Intel® oneAPI Threading Building Blocks
Ask questions and share information about adding parallelism to your applications when using this threading library.

cache_aligned_allocator and small allocations

New Contributor I
ive got a cache_aligned_allocator which I use to allocate matrices that are at most 16bytes...

now im unsure how cache_aligned_allocator works with allocations smaller than a cache line...

does it allocate 16 bytes and then add unusuable padding?

or does it allocate as many matrices there is room for in the cacheline and then pads the rest... and then when i allocate another matrix it will actually use one of these "padding matrices"...

basicly my problem is that i would be wasting to much memory and efficiency if it simply adds padding and i have a single matrix per cacheline...

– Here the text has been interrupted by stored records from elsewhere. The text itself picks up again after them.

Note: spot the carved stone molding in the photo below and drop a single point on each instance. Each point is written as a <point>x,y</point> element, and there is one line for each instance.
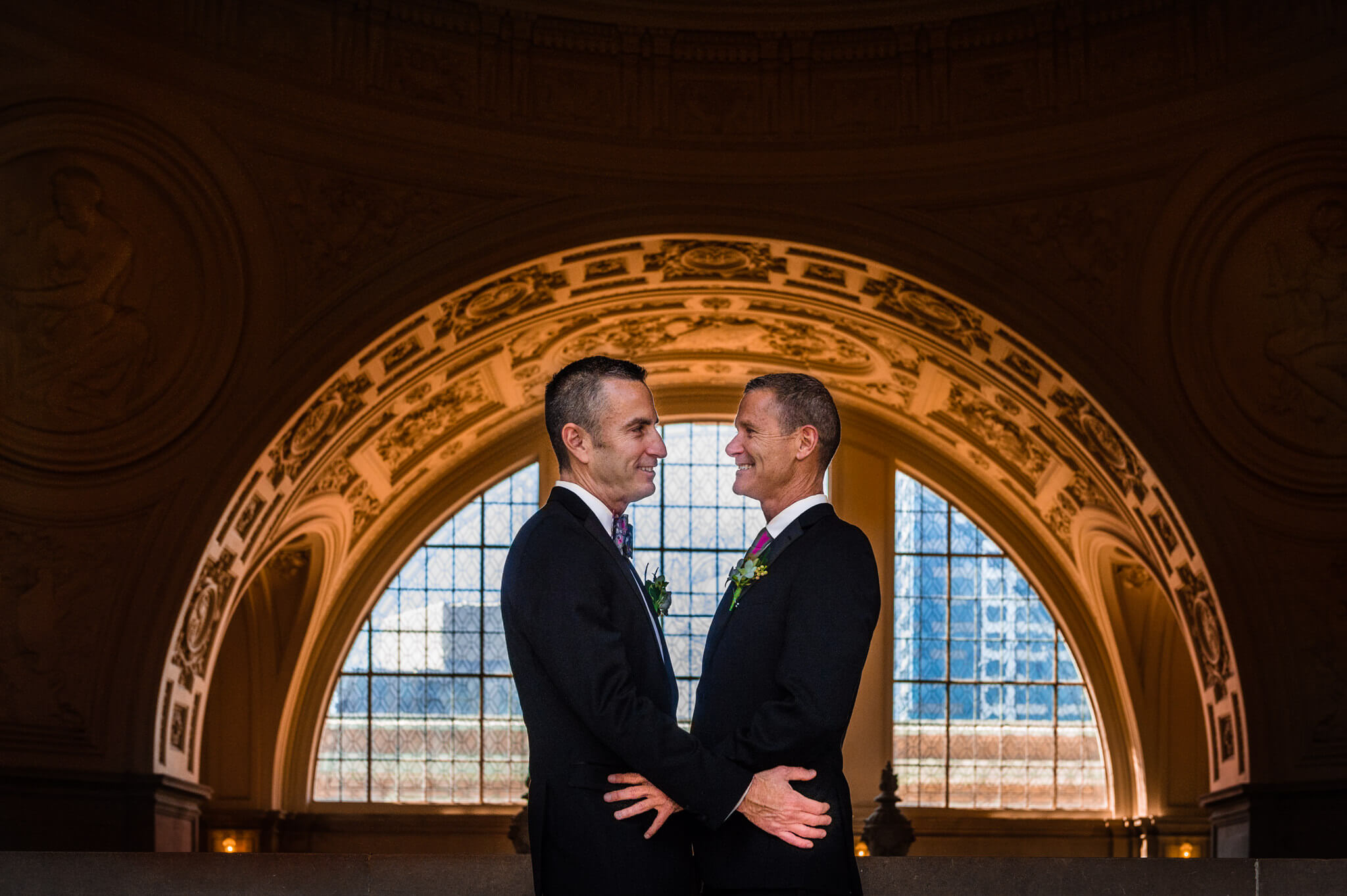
<point>119,283</point>
<point>1261,331</point>
<point>881,73</point>
<point>695,310</point>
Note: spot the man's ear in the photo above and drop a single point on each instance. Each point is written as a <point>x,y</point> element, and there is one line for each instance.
<point>808,442</point>
<point>577,442</point>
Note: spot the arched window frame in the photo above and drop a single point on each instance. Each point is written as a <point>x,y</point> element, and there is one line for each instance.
<point>872,509</point>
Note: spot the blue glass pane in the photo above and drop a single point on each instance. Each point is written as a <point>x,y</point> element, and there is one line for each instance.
<point>429,641</point>
<point>978,731</point>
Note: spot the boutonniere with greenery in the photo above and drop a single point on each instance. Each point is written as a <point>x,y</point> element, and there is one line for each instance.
<point>658,591</point>
<point>744,575</point>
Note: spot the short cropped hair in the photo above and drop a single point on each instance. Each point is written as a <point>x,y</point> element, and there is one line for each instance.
<point>576,394</point>
<point>802,400</point>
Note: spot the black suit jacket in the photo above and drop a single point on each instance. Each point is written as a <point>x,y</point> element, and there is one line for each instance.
<point>779,681</point>
<point>600,697</point>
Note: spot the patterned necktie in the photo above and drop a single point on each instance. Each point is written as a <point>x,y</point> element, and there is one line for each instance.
<point>623,534</point>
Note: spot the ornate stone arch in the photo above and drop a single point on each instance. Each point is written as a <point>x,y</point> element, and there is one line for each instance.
<point>457,380</point>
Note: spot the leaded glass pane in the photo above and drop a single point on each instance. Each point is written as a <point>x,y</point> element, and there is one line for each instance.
<point>989,705</point>
<point>425,709</point>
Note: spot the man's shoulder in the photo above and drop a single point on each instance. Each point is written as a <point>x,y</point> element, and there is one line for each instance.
<point>831,534</point>
<point>551,523</point>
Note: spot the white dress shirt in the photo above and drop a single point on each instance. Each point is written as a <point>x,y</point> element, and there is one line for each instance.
<point>605,519</point>
<point>777,524</point>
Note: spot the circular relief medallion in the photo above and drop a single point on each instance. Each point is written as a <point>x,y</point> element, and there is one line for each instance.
<point>200,618</point>
<point>716,258</point>
<point>492,302</point>
<point>931,310</point>
<point>114,333</point>
<point>1263,337</point>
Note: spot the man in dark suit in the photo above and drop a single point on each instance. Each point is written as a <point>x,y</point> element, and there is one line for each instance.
<point>593,673</point>
<point>787,646</point>
<point>784,653</point>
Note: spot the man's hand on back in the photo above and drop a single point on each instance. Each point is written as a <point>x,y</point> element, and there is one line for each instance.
<point>649,797</point>
<point>781,811</point>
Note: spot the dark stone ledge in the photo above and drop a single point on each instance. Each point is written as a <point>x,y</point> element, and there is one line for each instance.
<point>301,875</point>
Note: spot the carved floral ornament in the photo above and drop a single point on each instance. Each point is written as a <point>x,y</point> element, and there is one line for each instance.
<point>694,310</point>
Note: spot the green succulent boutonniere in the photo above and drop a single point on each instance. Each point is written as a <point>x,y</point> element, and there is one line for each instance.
<point>658,591</point>
<point>744,575</point>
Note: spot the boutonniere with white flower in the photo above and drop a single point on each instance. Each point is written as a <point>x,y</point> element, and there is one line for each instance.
<point>658,592</point>
<point>744,575</point>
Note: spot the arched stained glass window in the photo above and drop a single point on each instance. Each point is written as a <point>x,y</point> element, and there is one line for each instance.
<point>425,709</point>
<point>989,707</point>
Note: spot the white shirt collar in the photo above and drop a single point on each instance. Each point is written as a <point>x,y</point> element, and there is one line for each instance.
<point>601,511</point>
<point>793,513</point>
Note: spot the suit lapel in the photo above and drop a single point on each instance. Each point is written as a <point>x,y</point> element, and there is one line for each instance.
<point>722,611</point>
<point>573,504</point>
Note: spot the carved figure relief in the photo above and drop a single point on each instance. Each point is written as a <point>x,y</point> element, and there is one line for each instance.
<point>1204,628</point>
<point>997,434</point>
<point>364,509</point>
<point>337,477</point>
<point>1087,493</point>
<point>714,260</point>
<point>205,610</point>
<point>316,427</point>
<point>1102,442</point>
<point>511,295</point>
<point>1263,343</point>
<point>80,343</point>
<point>97,280</point>
<point>933,312</point>
<point>456,406</point>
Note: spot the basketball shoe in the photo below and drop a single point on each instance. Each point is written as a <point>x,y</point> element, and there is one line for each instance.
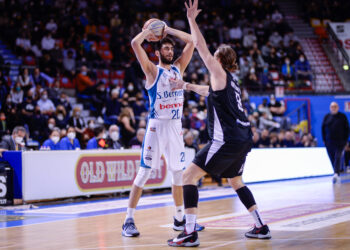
<point>180,225</point>
<point>185,240</point>
<point>259,233</point>
<point>129,228</point>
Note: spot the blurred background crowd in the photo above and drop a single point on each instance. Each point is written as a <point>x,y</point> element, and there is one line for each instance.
<point>70,79</point>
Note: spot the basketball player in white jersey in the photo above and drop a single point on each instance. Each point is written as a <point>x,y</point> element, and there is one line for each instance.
<point>229,132</point>
<point>164,128</point>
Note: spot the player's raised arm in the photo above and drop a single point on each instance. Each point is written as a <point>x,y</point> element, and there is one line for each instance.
<point>187,52</point>
<point>136,44</point>
<point>210,62</point>
<point>180,84</point>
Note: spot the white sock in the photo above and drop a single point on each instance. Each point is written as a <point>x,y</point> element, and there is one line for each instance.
<point>257,218</point>
<point>179,213</point>
<point>190,223</point>
<point>130,213</point>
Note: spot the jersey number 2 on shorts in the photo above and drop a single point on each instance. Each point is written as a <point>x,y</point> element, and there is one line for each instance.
<point>175,113</point>
<point>182,154</point>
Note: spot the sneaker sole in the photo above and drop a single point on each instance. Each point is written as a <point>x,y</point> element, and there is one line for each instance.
<point>181,228</point>
<point>258,236</point>
<point>130,235</point>
<point>187,244</point>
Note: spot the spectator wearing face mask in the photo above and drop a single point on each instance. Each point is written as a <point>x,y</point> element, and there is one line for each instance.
<point>136,141</point>
<point>70,142</point>
<point>83,82</point>
<point>15,142</point>
<point>113,141</point>
<point>45,104</point>
<point>53,142</point>
<point>77,122</point>
<point>303,70</point>
<point>99,97</point>
<point>99,140</point>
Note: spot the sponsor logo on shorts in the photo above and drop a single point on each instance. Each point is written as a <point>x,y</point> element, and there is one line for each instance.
<point>303,217</point>
<point>112,171</point>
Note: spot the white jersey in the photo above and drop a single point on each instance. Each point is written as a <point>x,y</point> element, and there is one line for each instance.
<point>165,104</point>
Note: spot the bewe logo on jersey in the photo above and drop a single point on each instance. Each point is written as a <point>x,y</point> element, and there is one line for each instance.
<point>113,171</point>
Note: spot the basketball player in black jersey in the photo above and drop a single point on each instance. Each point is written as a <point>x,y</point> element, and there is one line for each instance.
<point>229,131</point>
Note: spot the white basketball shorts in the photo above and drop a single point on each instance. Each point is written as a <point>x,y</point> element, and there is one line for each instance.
<point>163,137</point>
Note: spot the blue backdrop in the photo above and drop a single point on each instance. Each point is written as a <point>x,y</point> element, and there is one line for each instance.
<point>319,107</point>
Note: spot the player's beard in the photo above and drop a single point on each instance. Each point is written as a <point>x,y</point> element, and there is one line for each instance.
<point>164,60</point>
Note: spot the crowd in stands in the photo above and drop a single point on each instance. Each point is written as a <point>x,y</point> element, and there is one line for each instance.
<point>82,44</point>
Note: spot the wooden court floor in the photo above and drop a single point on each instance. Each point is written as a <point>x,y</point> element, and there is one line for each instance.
<point>302,214</point>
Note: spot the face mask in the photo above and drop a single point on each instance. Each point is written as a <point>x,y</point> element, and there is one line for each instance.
<point>60,117</point>
<point>19,140</point>
<point>71,135</point>
<point>55,139</point>
<point>115,136</point>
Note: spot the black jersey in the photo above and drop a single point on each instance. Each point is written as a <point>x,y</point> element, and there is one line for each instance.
<point>227,121</point>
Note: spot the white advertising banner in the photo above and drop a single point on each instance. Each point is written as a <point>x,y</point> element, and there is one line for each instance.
<point>59,174</point>
<point>342,31</point>
<point>286,163</point>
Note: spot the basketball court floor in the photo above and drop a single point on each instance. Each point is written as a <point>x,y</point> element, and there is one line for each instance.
<point>302,214</point>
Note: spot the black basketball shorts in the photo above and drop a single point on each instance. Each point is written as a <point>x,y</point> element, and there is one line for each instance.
<point>223,159</point>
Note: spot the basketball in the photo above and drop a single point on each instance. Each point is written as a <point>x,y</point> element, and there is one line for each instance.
<point>157,27</point>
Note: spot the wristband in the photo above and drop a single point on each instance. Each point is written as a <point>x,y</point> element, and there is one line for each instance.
<point>185,85</point>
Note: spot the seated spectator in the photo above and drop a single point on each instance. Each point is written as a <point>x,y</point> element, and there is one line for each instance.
<point>99,97</point>
<point>17,94</point>
<point>53,142</point>
<point>303,71</point>
<point>77,122</point>
<point>84,83</point>
<point>15,141</point>
<point>4,130</point>
<point>136,142</point>
<point>28,107</point>
<point>249,39</point>
<point>38,79</point>
<point>45,104</point>
<point>264,141</point>
<point>113,138</point>
<point>64,101</point>
<point>266,123</point>
<point>69,63</point>
<point>288,141</point>
<point>99,140</point>
<point>287,71</point>
<point>275,39</point>
<point>70,142</point>
<point>25,80</point>
<point>38,124</point>
<point>61,117</point>
<point>47,42</point>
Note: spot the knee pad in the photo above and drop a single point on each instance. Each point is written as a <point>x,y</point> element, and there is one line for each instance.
<point>142,176</point>
<point>177,178</point>
<point>246,197</point>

does the cache_aligned_allocator solve this or do i have to allocate several matrices at a time manually?
0 Kudos
1 Reply

cache_aligned_allocator will pad each matrix to fill out a cache line. You'll have to decided if this is a waste of space or a bargain for avoiding false sharing.

tbb::scalable_allocator might be the right thing to use. If each thread uses tbb::scalable_allocator to allocate 16-byte objects, each thread's objects will be consecutively allocated with no extra padding. Different threads will allocate on different cache lines. The 16 generalizes to any power of 2 between 8 and the cache line size.

0 Kudos